Till December, the economy had rebounded better and faster than expected. January onwards we have started tottering a little and by the time we have come to February and March, it is looking like a redux of 2020?
Rahul Bajoria: I would say we are entering the new fiscal year with a fair amount of optimism around growth. While Covid cases are increasing, there are two features that make the current Covid wave a little bit more different from the first wave.
First of all, in the second wave, there is a geographical concentration in some of the western states. This is likely to spread out but then the second factor is low mortality rates. That makes both central and state governments unlikely to pursue lockdowns because the capacity on the health side is still much more significant and the treatment protocols are much better. The probability of a full lockdown or any kind of a hard lockdown still appears remote and the growth impact is likely to be very limited. It will be more like a speed bump rather than a complete blockade in terms of economic mobility over the next couple of months but then the situation definitely is fluid. We have to treat it as a downside risk in the ongoing recovery process.

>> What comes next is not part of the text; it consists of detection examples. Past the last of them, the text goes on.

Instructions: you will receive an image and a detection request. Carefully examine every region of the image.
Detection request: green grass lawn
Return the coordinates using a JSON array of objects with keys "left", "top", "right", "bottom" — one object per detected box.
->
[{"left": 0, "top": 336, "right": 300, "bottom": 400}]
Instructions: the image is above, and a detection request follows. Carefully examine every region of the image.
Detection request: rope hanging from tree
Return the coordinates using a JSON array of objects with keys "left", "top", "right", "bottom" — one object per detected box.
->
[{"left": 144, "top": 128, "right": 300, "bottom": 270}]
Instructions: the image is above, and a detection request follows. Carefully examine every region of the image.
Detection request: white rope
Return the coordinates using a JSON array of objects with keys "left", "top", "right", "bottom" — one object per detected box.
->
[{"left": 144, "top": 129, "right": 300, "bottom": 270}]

So we know a couple of things for sure, we know that there is not going to be a nationwide lockdown, that the manufacturing unit can continue to function. What do you see as the major headwinds as we continue on the recovery process right now?
Rahul Bajoria: One will have to watch out for the impact on the high contact services like travel and tourism. Already there are some signs that travel restrictions have tightened, states are asking for more testing etc. and they are asking for more quarantining. But at the same time, there is also a deliberate pullback by travellers, cutting back on non-essential travel. It is really the pace of vaccination that will dictate at what pace we normalise in terms of mobility because we have seen in other countries that the second lockdown tends to have a lot less impact on growth and activity levels.
We have seen this in Europe, we have seen this in the UK, we have seen this in several countries in Southeast Asia as well. India is likely to have a very similar experience but it is really vaccinations that will ultimately help us open up for good. It is important to track the supply dynamics of vaccines. How many more vaccines are we approving and then how many people are we able to actually vaccinate, especially if we can meet the 300 million target that has been set for August. That will be a very significant outcome, at least for achieving some kind of a permanent opening up of the economy, particularly of the high contact services.
Do you want to take a guess on any timelines – as we see it for the next fiscal? When do you see possible vaccinations and their impact kicking in and that business confidence returning?
Rahul Bajoria: In terms of the timeline, India is already running a little bit ahead in terms of the schedule that we thought India was going to largely adhere to looking at the supply dynamics of vaccines. It is quite likely that we will be close to around by our calculations around 285 million people vaccinated by the end of August and so just slightly below the 300 million mark and then by the end of this year, we could be close to around 500 million people vaccinated if the supply dynamics hold up and the vaccine hesitancy declines. It is possible that by the end of this calendar year. Hopefully, we will be a little bit ahead of the cycle to capitalise on the festive season but by the time we hit Q4, we should be largely normalised from a vaccination standpoint. That will really pave the way for a complete opening up of the economy as we enter 2022.